Il provvedimento – La pubblicazione delle intercettazioni sugli ultimi scandali del premier non sono affatto piaciuti alla maggioranza. A dimostrarlo è il provvedimento approvato dal Comitato della Commissione giustizia alla Camera. Ritorna in Italia l’emergenza intercettazioni.
Previsto il carcere, con reclusione da sei mesi a tre anni, per quei giornalisti che pubblicano le intercettazioni irrilevanti.

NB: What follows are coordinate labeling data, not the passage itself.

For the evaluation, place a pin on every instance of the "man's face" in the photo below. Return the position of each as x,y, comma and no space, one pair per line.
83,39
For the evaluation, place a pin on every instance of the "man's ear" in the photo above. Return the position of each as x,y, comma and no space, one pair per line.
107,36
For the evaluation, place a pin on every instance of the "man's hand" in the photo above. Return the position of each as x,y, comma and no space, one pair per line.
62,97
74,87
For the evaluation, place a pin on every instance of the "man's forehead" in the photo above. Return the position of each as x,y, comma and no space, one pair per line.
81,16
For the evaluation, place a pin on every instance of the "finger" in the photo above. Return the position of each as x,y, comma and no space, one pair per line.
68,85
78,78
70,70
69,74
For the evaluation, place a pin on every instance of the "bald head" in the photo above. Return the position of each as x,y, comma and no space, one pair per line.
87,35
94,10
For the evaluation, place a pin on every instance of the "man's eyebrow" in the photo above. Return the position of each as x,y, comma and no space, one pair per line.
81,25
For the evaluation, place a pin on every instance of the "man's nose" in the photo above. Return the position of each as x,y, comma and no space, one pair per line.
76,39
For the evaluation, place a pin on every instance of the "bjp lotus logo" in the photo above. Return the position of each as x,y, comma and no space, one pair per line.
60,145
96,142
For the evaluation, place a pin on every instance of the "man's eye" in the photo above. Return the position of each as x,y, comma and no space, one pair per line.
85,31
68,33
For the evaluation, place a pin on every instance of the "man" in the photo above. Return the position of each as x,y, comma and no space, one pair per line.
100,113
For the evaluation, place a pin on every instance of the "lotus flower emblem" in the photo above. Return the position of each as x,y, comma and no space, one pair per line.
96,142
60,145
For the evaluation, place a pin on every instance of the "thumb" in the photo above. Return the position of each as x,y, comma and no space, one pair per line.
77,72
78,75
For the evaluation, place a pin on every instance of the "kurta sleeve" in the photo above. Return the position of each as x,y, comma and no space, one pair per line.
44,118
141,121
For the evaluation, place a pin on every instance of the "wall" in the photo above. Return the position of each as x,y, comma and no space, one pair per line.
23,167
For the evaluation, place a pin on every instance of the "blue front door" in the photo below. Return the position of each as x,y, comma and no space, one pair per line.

Il riferimento è a quella intercettazioni che dopo l’udienza-stralcio vengono ‘chiuse’ nell’archivio di segretezza, sia quelle che il pm non fa trascrivere quando manda al giudice una richiesta di misura cautelare.

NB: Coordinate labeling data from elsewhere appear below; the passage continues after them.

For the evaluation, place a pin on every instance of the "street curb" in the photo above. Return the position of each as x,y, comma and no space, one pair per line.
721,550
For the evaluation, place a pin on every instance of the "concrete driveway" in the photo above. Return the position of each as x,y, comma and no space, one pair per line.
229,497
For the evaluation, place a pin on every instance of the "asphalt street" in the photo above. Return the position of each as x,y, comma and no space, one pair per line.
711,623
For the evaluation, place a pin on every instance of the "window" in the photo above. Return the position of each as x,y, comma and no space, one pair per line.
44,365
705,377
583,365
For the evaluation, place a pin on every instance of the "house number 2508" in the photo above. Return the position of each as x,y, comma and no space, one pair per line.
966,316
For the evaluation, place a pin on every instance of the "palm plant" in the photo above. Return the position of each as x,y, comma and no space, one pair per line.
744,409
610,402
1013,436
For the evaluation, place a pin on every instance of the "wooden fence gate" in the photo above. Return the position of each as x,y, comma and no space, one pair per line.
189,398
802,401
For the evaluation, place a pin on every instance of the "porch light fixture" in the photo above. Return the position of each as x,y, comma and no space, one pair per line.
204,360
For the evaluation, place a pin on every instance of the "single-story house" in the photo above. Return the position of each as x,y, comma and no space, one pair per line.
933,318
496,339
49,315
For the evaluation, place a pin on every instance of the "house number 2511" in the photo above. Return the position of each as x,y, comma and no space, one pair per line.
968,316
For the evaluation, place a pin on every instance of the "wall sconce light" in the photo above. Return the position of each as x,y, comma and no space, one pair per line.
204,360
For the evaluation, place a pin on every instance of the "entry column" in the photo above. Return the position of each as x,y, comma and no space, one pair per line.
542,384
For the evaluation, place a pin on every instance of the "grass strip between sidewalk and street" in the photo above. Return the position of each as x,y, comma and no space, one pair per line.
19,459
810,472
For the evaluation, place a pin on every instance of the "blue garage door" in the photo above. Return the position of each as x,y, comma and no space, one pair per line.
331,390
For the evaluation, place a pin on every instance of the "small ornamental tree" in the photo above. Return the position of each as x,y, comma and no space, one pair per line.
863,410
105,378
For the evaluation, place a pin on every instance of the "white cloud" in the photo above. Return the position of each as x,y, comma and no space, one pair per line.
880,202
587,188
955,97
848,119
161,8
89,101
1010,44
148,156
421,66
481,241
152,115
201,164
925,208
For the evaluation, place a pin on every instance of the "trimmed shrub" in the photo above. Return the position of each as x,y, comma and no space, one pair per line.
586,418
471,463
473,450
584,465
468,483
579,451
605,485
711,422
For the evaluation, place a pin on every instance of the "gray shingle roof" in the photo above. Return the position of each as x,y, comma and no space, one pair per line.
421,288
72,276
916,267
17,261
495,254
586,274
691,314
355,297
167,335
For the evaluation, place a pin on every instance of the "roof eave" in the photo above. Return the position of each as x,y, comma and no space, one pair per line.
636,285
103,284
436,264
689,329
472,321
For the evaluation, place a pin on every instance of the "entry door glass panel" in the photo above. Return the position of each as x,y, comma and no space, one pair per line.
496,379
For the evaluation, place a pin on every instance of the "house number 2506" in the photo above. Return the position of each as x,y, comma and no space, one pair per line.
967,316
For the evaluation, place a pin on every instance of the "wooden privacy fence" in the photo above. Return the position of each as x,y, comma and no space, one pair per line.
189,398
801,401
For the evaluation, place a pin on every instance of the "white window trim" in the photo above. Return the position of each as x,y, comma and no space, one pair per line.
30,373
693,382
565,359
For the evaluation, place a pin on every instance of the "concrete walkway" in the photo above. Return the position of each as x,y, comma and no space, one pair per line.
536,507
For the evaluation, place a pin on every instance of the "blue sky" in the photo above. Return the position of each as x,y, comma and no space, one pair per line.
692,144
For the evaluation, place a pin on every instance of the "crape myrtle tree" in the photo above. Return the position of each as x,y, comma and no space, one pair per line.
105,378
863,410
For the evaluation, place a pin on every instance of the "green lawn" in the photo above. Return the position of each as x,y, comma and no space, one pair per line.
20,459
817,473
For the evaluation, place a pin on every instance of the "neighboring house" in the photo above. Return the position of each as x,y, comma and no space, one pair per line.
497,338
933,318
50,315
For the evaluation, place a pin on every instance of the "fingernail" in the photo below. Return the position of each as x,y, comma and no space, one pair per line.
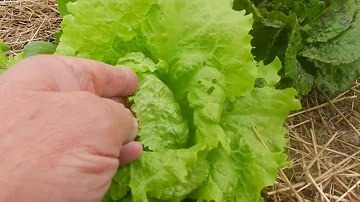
136,130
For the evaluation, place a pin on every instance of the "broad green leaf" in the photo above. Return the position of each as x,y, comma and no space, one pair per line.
332,22
344,49
301,80
334,79
270,72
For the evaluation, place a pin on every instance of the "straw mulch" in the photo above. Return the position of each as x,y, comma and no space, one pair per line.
325,150
23,21
324,136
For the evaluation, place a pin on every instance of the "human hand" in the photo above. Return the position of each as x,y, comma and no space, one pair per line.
64,129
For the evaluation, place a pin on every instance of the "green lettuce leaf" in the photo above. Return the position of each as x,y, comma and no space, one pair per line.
251,165
196,102
161,124
152,174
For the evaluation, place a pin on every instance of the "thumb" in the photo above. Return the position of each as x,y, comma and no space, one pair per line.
63,74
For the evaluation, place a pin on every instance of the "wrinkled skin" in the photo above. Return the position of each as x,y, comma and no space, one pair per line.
64,129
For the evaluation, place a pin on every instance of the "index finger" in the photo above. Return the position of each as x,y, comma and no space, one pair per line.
62,73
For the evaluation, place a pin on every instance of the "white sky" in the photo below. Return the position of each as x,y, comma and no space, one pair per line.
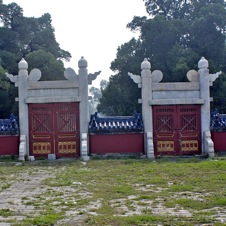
90,28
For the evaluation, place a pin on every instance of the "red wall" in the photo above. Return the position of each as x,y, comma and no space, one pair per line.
219,140
9,145
116,143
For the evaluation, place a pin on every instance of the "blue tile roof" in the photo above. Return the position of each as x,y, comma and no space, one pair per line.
9,126
115,124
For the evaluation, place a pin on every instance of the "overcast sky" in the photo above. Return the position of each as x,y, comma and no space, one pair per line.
90,28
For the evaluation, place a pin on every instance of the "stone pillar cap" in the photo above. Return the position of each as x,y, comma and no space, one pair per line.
145,64
82,63
23,64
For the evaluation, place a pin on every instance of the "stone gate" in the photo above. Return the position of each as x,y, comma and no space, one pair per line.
53,115
176,116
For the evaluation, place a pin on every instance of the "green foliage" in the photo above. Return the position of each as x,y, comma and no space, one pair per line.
51,68
174,38
30,38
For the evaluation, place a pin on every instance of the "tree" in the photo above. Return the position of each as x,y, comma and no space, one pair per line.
30,38
47,64
120,97
174,38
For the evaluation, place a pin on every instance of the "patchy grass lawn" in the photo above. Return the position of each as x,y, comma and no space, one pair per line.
167,191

Per quanto riguarda i blog, questi avranno obbligo di rettificare entro 48 ore solo le testate on-line che risultano registrate.

Il caso Bongiorno –
L’avvocato Bongiorno ha preferito rinunciare all’incarico di relatrice del ddl intercettazioni. “Non mi riconosco in questo testo e trovo inaccettabile che sia bastato uno schioccar di dita del premier per mandare in fumo due anni e mezzo di lavoro per cercare un accordo. Con questa modifica, tutte le intercettazioni che nel corso del tempo verranno conosciute anche dalla difesa, non solo non potranno essere pubblicate nel testo, e questo va bene, ma non se ne potrà nemmeno dare notizia“.

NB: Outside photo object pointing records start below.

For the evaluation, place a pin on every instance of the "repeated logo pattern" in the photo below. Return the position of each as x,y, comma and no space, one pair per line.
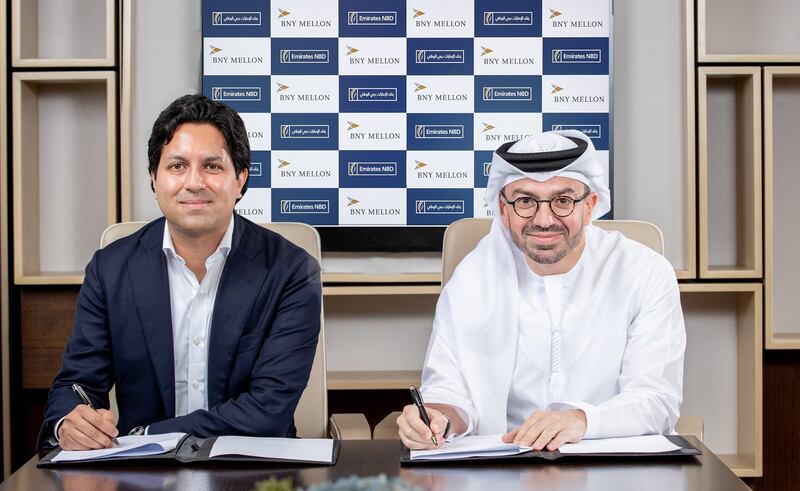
386,112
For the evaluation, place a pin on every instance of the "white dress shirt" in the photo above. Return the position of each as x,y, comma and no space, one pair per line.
606,337
192,305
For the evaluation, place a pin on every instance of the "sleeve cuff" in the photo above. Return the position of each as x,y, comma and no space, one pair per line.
56,428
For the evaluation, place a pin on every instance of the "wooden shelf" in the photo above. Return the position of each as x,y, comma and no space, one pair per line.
64,171
729,184
744,31
723,369
373,380
781,221
57,33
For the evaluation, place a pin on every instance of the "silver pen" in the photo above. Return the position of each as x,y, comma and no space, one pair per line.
85,399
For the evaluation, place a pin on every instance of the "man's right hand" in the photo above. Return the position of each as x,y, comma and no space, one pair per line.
86,429
413,431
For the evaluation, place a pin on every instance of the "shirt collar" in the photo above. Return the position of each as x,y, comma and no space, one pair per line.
223,248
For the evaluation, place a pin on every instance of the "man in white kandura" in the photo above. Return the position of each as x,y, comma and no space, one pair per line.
552,330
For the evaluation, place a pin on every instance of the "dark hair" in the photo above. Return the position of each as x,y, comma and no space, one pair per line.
196,108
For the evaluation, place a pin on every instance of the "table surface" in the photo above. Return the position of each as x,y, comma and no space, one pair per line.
368,458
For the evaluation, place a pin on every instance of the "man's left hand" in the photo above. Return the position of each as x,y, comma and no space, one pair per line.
549,429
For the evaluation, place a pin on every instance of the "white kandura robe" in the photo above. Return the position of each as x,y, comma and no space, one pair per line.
607,337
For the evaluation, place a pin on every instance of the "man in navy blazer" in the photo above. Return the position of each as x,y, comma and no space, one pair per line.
206,322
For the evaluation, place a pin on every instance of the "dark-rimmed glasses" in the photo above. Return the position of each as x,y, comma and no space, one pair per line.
561,206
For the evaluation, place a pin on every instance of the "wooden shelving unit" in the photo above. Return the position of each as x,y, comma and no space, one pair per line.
67,34
781,175
72,146
724,340
744,31
730,172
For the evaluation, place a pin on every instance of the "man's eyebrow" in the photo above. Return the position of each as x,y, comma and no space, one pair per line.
560,192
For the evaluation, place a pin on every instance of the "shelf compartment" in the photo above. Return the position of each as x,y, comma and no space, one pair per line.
733,31
781,221
64,137
729,177
723,370
58,33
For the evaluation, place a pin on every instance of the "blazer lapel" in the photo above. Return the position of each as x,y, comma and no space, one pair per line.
238,288
148,274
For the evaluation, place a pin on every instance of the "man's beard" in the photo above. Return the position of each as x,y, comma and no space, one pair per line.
559,249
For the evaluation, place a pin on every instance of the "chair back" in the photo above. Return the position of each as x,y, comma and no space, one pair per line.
311,415
463,235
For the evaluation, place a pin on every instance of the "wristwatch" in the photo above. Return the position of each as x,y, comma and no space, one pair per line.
137,431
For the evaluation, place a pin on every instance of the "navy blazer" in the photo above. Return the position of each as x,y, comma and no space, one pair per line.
264,332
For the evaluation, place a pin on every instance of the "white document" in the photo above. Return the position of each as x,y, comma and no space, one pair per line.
470,446
306,449
632,444
129,446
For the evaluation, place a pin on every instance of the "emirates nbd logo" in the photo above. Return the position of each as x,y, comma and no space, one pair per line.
438,56
285,19
521,93
370,94
508,18
291,131
439,207
236,18
230,94
355,207
370,169
304,56
577,56
305,206
371,18
449,131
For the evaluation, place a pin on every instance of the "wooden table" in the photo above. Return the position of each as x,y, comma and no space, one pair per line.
367,458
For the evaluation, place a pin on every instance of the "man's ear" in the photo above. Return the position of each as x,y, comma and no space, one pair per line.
591,202
241,179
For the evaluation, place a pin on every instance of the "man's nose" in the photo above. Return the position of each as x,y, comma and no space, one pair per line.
194,179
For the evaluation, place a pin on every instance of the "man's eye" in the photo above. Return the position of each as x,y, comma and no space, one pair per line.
563,201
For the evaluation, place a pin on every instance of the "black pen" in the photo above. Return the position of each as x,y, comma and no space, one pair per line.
85,399
423,414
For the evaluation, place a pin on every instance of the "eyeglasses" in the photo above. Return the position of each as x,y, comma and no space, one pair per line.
561,206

L’opposizione – La maggioranza punta al centro per raccogliere i voti dei moderati ma ieri i centristi avevano smentito ogni alleanza sul voto sul ddl.
Casini ha precisato: “Se si vuole impedire l’obbrobrio di dialoghi che nulla hanno a che fare con le indagini, se si vuole fare una legge con questa finalità, la votiamo, se invece si vuole fare una legge che punta a censurare la stampa o a vendicarsi con i giudici, non vogliamo essere complici“.
Per più duri sono i commenti di Pd e Idv contro il cosiddetto “bavaglio”.
È scandaloso che mentre quattro ragazze muoiono sotto le macerie per lavorare a quattro euro all’ora e Moody’s ci declassa, noi siamo qui a parlare di intercettazioni. Questo dimostra la totale perdita di presa verso gli interessi del Paese di un governo che pensa solo agli affari suoi, lo vedono in tutto il mondo che è così“, è il commento di Pierluigi Bersani.
Mentre per Massimo Donadi dell’Idv, “la legge bavaglio è uno schiaffo alla democrazia e alla libertà di stampa, ed è anche un’offesa ai cittadini, che chiedono misure concrete contro la crisi economica e non bavagli all’informazione“.